Comment l’astrologie a-t-elle réussi à vous séduire ?

Comme beaucoup d’autres, je suis tombé dans l’astrologie dans un moment de fragilité : après une rupture amoureuse difficile, à 19 ans. J’étais jeune, immature et effondré. Je me suis alors intéressé aux divinations comme la voyance, la numérologie, l’astrologie, etc. dans lesquelles ma mère était déjà un peu immergée. J’ai tenté de trouver du sens à ce qu’il m’arrivait, de trouver un moyen de faire revenir mon ex-petite amie. En vain, évidemment.

Petit à petit, l’astrologie m’a fasciné, notamment parce qu’elle propose de nombreux questionnements introspectifs. J’ai commencé à monter mon thème de naissance. Puis celui d’autres personnes. Je suis ensuite entré en contact avec des astrologues connus, comme Elizabeth Tessier. Elle m’a mis en contact avec la FDAF, dont Suzel Fuzeau-Braesch, une des rares scientifiques [NDLR : biologiste] qui défendait l’astrologie, en était membre d’honneur. J’ai aimé leurs idées et j’ai intégré la fédération en 2003, j’avais 29 ans, en prenant la place de trésorier, ce qui m’a permis de rencontrer ou d’échanger avec les astrologues francophones les plus en vue.

Combien sont-ils ?

Au sein de la fédération, il y avait 200 ou 300 membres. Mais il ne s’agit que d’une petite partie de la communauté. Dans les années 2000, on parlait de 3 000 astrologues en tout. Je pense qu’il y en a plus aujourd’hui à cause des réseaux sociaux. Mais il est impossible de vérifier ces chiffres car l’Insee, qui recense les professions, ne propose pas de catégorie “astrologue”, seulement “voyants”, qui sont bien plus nombreux, et “ésotérisme”. C’est donc nébuleux.

Quel a été le déclic pour sortir de ce mouvement ?

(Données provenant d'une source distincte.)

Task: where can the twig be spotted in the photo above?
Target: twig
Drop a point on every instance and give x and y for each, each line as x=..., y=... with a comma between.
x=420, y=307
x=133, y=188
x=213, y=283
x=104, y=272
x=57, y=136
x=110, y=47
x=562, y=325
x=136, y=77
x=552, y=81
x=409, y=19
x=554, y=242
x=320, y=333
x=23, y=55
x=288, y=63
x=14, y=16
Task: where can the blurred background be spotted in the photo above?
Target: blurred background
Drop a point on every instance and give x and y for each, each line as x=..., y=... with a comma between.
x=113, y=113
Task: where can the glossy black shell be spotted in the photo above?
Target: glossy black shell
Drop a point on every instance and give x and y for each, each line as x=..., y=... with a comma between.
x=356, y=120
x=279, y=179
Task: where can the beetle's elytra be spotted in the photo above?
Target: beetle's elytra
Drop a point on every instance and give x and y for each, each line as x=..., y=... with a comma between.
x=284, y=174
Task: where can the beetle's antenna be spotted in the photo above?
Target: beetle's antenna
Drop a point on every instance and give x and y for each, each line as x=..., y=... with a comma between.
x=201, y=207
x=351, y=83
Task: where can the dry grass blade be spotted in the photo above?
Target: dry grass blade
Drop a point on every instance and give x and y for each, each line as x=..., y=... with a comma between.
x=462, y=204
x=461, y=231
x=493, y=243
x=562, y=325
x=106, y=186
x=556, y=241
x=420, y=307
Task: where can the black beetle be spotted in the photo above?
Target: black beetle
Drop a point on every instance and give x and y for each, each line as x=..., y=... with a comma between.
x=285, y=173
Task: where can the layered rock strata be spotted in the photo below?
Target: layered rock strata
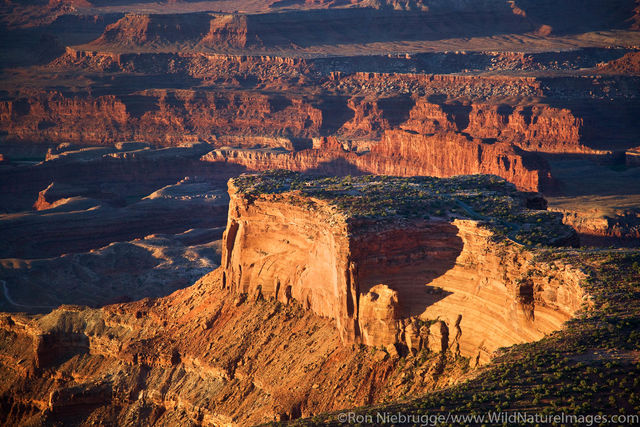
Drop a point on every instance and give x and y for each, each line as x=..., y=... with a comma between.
x=444, y=282
x=401, y=153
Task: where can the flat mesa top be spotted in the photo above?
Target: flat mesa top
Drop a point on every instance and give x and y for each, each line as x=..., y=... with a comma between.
x=486, y=198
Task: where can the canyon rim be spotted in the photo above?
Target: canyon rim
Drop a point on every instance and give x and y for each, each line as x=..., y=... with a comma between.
x=313, y=212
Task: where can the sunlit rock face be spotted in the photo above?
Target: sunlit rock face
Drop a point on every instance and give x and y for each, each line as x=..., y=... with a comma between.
x=444, y=282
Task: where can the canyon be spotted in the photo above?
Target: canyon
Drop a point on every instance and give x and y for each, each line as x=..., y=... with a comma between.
x=267, y=211
x=290, y=271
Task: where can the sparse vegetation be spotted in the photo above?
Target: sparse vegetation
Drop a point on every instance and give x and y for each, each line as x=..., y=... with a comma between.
x=590, y=367
x=487, y=198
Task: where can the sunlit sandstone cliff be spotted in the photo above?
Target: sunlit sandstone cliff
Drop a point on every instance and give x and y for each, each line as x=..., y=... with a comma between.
x=442, y=282
x=401, y=153
x=426, y=268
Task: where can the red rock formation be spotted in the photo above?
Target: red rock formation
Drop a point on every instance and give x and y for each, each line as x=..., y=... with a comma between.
x=164, y=117
x=403, y=154
x=628, y=64
x=379, y=281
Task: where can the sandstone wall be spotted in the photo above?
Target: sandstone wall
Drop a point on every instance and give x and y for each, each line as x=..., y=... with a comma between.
x=415, y=284
x=403, y=154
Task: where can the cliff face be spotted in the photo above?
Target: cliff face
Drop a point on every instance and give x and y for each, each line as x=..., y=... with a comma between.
x=164, y=117
x=403, y=154
x=416, y=284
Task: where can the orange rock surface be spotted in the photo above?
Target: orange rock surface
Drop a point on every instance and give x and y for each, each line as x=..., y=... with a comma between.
x=381, y=282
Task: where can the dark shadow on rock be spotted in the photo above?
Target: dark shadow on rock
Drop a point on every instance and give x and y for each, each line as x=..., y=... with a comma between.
x=396, y=109
x=407, y=261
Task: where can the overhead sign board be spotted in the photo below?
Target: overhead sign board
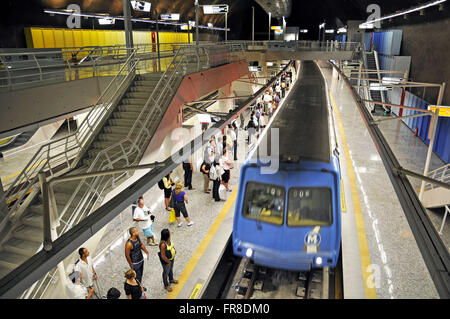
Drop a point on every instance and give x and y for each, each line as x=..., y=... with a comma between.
x=141, y=5
x=170, y=16
x=215, y=9
x=253, y=68
x=443, y=110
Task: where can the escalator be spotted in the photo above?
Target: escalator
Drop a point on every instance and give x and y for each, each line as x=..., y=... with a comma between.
x=25, y=238
x=15, y=141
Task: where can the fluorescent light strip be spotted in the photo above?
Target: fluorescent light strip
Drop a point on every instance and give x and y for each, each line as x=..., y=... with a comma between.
x=427, y=5
x=132, y=19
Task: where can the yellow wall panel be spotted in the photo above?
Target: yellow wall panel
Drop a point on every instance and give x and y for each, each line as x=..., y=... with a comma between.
x=101, y=38
x=68, y=38
x=49, y=40
x=38, y=39
x=59, y=38
x=77, y=38
x=94, y=37
x=108, y=38
x=86, y=39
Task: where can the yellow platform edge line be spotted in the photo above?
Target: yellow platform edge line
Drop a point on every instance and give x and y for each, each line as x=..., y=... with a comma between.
x=192, y=263
x=362, y=237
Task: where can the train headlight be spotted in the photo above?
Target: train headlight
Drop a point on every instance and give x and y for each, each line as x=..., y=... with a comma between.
x=319, y=260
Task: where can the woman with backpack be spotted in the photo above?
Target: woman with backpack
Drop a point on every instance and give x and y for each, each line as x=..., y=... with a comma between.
x=204, y=168
x=215, y=174
x=166, y=185
x=179, y=204
x=166, y=255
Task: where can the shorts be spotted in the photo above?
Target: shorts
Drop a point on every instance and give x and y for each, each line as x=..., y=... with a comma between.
x=148, y=232
x=226, y=176
x=180, y=207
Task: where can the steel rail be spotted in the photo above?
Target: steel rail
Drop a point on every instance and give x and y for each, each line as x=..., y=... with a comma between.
x=435, y=254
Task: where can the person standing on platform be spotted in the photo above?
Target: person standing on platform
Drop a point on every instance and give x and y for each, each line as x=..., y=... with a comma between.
x=233, y=140
x=132, y=286
x=86, y=267
x=167, y=258
x=168, y=182
x=215, y=174
x=204, y=168
x=145, y=218
x=133, y=253
x=180, y=207
x=219, y=149
x=188, y=170
x=225, y=165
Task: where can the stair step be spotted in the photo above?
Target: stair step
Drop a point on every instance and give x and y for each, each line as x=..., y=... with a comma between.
x=136, y=101
x=118, y=129
x=34, y=220
x=11, y=260
x=30, y=233
x=122, y=122
x=152, y=82
x=35, y=209
x=4, y=271
x=148, y=76
x=20, y=246
x=138, y=95
x=126, y=115
x=130, y=108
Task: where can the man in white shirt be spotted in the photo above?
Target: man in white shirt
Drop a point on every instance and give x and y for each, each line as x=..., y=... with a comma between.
x=74, y=288
x=145, y=218
x=85, y=266
x=233, y=137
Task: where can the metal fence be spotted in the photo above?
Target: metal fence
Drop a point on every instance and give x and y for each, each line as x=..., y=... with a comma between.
x=128, y=151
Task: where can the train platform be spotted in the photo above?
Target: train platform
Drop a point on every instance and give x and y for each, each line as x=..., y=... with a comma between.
x=377, y=243
x=381, y=258
x=199, y=247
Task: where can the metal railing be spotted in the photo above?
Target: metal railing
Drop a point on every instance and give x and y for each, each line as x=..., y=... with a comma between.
x=128, y=151
x=326, y=46
x=27, y=68
x=57, y=157
x=441, y=174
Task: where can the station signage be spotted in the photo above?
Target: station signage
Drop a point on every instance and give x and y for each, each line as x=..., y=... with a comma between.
x=170, y=16
x=443, y=110
x=215, y=9
x=253, y=68
x=141, y=6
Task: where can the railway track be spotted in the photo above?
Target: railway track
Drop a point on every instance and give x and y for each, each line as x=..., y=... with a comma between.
x=240, y=278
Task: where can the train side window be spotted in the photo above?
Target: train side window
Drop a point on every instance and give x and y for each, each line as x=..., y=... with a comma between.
x=264, y=202
x=309, y=207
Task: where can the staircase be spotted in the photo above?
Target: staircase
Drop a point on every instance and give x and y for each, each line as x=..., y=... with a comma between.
x=375, y=95
x=25, y=238
x=435, y=196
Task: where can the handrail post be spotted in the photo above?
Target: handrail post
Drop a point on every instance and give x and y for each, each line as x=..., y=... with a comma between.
x=434, y=120
x=46, y=205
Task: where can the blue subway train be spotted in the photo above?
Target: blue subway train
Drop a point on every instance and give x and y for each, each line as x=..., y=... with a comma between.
x=290, y=218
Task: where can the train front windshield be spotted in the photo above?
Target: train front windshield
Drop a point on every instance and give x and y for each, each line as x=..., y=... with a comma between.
x=309, y=207
x=264, y=202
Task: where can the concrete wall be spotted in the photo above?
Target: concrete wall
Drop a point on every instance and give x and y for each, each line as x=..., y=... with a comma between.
x=429, y=46
x=23, y=108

La première chose qui m’a marqué, c’est le nombre de querelles de chapelles et de désaccords. Il n’y a pas une astrologie, mais une multitude comme pour toutes les pseudosciences. Comme elles ne reposent sur aucune vérité, aucune base solide et vérifiable, chacun a sa propre analyse. Ensuite, la mauvaise qualité des argumentations dans le milieu et la méconnaissance de l’astronomie comme des critiques sceptiques. Mais il n’y a pas vraiment eu de déclic. Cela est plutôt passé par une remise en question progressive, en faisant, sans le savoir, un travail sceptique qui m’a inexorablement conduit à auto-réfuter ma propre croyance : historiquement, les astrologues n’ont pas créé l’astrologie, ils ne sont d’accord sur rien aujourd’hui et c’était déjà le cas dans l’Antiquité. Ils n’envisagent même pas la possibilité d’une théorie de l’erreur dans leur discipline, ils ne veulent pas intégrer les questions passionnantes posées par les biais cognitifs (à cause desquels, par exemple, on peut considérer de bonne foi comme vraie une information tout à fait fausse).

Depuis, je publie sur ma chaîne YouTube de nombreuses recherches et analyses. Mais je ne reçois jamais aucune critique. Ce qui ne m’étonne plus : les astrologues sont dans une croyance et je leur oppose des arguments rationnels. Et puis la plupart restent prisonniers de leur bulle cognitive. Les astrologues connus, eux, ont toujours accès aux médias et ont tout intérêt à ne pas réagir à mon travail.